One of the biggest problems Pizza Hut faces isn’t the pizza. It’s the hut.
Pizza is as popular as ever, but dining habits are changing, with more and more people opting for take-out or delivery as opposed to dining out. That’s especially true when it comes to pizza, which helps explain why, according to Restaurant Business, only about 10 percent of Pizza Hut’s sales come from dine-in customers.
Still, prior to the initial round of store closings, more than half of Pizza Hut locations were still primarily dine-in ventures, meaning they were paying waitstaff who didn’t have customers to wait on.
In 2018, Pizza Hut CFO David Gibbs addressed the problem on an earnings call, saying
“The challenge Pizza Hut faces is that it has a large dine-in business. The drag dine-in is having on reported same-store sales masks the relative health of delivery and carryout. […] Dine-in is waning in relevance.”
There is some good news, though. When Pizza Hut announced their intention to close roughly 500 locations, Gibbs suggested that many of those were dine-in venues that would be replaced by new express locations better suited to serving the nation’s current need for pizza on the go.

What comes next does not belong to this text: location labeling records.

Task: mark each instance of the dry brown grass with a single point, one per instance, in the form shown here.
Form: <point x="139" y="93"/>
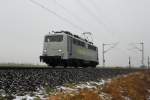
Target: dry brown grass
<point x="85" y="94"/>
<point x="134" y="86"/>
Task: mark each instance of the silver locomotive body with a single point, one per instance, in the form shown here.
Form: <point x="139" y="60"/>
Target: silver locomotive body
<point x="64" y="49"/>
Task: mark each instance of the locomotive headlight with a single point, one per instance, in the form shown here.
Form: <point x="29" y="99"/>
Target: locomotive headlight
<point x="59" y="50"/>
<point x="45" y="50"/>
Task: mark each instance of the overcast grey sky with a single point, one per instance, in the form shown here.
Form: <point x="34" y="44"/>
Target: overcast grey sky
<point x="23" y="25"/>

The Pizza Hut Express format is already out there, with quick-serve counters in locations like the Miami International Airport. Pizza Hut Singapore describes the Pizza Hut Express concept as
“…a fast service counter concept specially designed to serve the busy professionals, students and all who … are looking for a filling meal while on the move.”

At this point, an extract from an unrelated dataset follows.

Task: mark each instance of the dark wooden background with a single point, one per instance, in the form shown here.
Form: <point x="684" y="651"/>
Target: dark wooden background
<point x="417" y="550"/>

Dozens have already opened across the UK as well, and Big Hospitality says owner/operators report huge successes with them. Featuring a smaller menu than traditional Pizza Huts, including personal sized pizzas, these Express franchises fit in locations such as stadiums and service stations where a full-sized Pizza Hut wouldn’t, and they’re designed to be able to have an order out in between 90 and 120 seconds.
Hey, when it comes to envisioning the future of pizza, the company has had worse ideas.